Gmml2 makes frequent use of sequential data. The basic sequential data structures in C++ are the std::vector
for variable length, and std::array
for fixed length. This documentation makes use of notation like [1, 2, 3], which we will call a list (not to be confused with std::list
). In the C++ context, it can represent either std::vector<T>{1, 2, 3}
or std::array<T, 3>{1, 2, 3}
. The common property is that these data structures can be accessed in constant-time given the index of an entry.
Gmml2 was originally written in a style linking data together with pointers. It is in the process of being rewritten in a style where data is organized in tabular form, which enables better performance and is easier to copy. A common way of representing a table is the struct of vectors. It has a similar layout to a database table, with each vector representing a column.

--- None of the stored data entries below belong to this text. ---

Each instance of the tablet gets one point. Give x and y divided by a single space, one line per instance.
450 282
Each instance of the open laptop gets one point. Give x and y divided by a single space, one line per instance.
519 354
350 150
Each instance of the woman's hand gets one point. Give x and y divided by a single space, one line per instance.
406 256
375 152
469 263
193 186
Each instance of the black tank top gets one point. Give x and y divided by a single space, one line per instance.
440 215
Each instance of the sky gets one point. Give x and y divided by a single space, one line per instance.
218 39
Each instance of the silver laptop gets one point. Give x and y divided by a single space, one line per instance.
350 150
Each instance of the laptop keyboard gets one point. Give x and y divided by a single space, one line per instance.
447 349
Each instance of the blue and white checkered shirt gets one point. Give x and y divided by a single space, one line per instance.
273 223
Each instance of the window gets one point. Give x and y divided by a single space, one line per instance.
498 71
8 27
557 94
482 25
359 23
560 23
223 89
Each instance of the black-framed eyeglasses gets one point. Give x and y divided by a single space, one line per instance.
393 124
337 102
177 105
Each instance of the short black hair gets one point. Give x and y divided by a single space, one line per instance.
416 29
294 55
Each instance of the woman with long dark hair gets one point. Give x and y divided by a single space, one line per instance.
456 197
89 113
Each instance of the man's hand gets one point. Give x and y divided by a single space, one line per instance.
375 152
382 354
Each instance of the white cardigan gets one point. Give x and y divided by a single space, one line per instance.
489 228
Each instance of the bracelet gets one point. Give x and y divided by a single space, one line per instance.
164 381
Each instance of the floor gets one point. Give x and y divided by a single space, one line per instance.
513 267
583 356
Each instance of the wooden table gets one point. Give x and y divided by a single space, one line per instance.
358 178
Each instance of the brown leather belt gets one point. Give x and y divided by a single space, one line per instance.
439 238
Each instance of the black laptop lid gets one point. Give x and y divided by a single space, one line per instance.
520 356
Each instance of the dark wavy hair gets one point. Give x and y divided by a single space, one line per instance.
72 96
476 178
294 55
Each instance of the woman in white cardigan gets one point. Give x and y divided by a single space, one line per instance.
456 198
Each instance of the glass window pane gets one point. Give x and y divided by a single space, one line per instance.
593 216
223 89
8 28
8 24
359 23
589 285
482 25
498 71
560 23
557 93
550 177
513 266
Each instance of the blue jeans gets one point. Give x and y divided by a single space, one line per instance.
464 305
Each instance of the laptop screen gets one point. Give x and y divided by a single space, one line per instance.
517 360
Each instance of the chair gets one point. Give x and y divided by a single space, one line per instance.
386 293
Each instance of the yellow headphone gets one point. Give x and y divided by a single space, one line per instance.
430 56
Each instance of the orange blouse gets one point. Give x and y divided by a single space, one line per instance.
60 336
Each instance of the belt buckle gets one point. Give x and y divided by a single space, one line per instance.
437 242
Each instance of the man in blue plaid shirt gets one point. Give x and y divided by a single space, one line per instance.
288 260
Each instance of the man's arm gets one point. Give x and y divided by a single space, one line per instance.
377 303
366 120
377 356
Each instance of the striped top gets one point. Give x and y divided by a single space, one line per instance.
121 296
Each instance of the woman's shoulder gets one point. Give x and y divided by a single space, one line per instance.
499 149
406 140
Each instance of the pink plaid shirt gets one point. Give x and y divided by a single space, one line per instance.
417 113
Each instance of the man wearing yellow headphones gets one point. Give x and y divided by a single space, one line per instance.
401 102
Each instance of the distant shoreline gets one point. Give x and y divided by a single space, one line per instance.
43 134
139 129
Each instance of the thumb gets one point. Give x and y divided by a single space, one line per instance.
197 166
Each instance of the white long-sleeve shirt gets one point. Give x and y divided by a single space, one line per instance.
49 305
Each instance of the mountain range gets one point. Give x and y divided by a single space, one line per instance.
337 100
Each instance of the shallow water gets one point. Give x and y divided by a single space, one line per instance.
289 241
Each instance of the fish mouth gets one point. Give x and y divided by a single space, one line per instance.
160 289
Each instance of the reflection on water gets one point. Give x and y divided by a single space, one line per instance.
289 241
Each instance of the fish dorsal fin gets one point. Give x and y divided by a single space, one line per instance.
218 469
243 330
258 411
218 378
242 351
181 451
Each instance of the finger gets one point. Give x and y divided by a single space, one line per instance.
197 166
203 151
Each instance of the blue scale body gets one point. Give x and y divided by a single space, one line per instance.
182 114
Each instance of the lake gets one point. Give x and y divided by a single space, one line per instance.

For instance, we could define
struct AtomData {
std::vector<std::string> names;
std::vector<uint> numbers
};
Here, names[n]
would be the name of the atom with index n
, and numbers[n]
would be the number of the same atom. When an entry is added to such a struct, it is important to push data into each of the vectors, in order to keep them the same size. For this reason it is recommended to let only a single function bear this responsibility, per data structure.
It is ill-adviced to delete entries from the middle of vectors, since this risks invalidating indices in use and will likely result in segmentation faults down the line. Prefer using a std::vector<bool>
to flag entries as removed instead.
The old style was called CentralDataStructure, or cds for short. Some parts of this code remain, and have not kept up to naming standards as they are planned to be rewritten. These are:
There are also a few interface functions which convert from the pointer style data to the tabular style. These should disappear when the rewrite is finished.